How NVIDIA Jetson Clusters Supercharge GPU Edge Computing

Edge computing has seen an immense rise in importance and application areas in today’s IoT connected world. In this field, cluster computing on the edge, GPU clustering included, has been one significant way of easing the transition away from cloud computing by delivering great amounts of computing power in compact and portable form factors. In this article, we will specifically discuss how you can use NVIDIA Jetson Clusters to bring your edge computing applications to the next level!

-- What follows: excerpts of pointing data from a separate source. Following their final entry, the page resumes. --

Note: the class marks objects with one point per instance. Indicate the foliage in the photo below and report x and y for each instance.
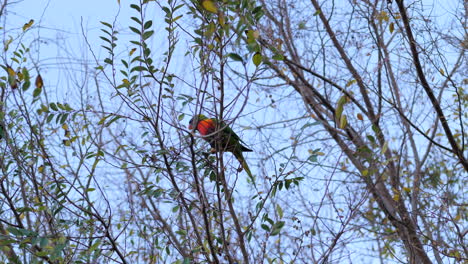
(356, 112)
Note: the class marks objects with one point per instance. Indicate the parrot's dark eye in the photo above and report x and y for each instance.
(191, 123)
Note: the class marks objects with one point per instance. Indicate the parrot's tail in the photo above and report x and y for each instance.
(245, 166)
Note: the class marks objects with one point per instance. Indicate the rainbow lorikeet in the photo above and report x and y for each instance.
(226, 139)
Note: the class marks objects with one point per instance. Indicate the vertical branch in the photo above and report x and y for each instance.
(422, 77)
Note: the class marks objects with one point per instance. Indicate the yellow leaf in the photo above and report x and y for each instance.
(221, 19)
(257, 59)
(210, 6)
(343, 121)
(28, 25)
(384, 147)
(11, 72)
(39, 82)
(350, 83)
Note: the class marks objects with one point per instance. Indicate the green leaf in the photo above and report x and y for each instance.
(37, 92)
(257, 58)
(148, 24)
(210, 6)
(148, 34)
(53, 106)
(135, 30)
(236, 57)
(137, 8)
(276, 228)
(278, 57)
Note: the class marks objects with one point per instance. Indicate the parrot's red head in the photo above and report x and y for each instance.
(193, 123)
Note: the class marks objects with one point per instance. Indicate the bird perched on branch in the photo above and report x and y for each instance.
(221, 137)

We will be covering the following content and more!

What is a GPU Cluster?
What is an NVIDIA Jetson Cluster & What are its Benefits?
GPU Cluster Applications & Examples
Building an NVIDIA Jetson Cluster: Hardware Recommendations
Tutorial: Use Kubernetes with an NVIDIA Jetson Cluster for GPU-Powered Computing

What is GPU Clustering on the Edge?

Edge GPU clusters are computer clusters that are deployed on the edge, that carry GPUs (or Graphics Processing Units) for edge computing purposes. Edge computing, in turn, describes computational tasks that are performed on devices which are physically located in the local space of their application. This is in contrast to cloud computing, where these processes are handled remotely.

Firstly, What is Cluster Computing?

Computer clusters are defined as a group of computers that work together so that they can be viewed as a single system. A cluster is then typically used to process large workloads by distributing tasks across the multiple computers in the system. There are three major types of clusters, each serving different purposes and contributing their own set of benefits to cluster computing!

High Availability – Ensures that applications are always available by rerouting requests to another node in the event of a failure.
Load Balancing – Spreads computing workloads evenly across slave nodes to handle high job volumes.
High Performance – Multiple slave nodes are used in parallel to increase computing power for tasks with high computing requirements.

Cluster Computing + GPUs = GPU Clusters

As their name suggests, GPU Clusters consist of computers that are equipped with GPUs. GPUs, in contrast with CPUs or central processing units, specialise in parallel computing. They break complex problems into much smaller tasks in order to compute them all at once, in order to achieve high throughput computing.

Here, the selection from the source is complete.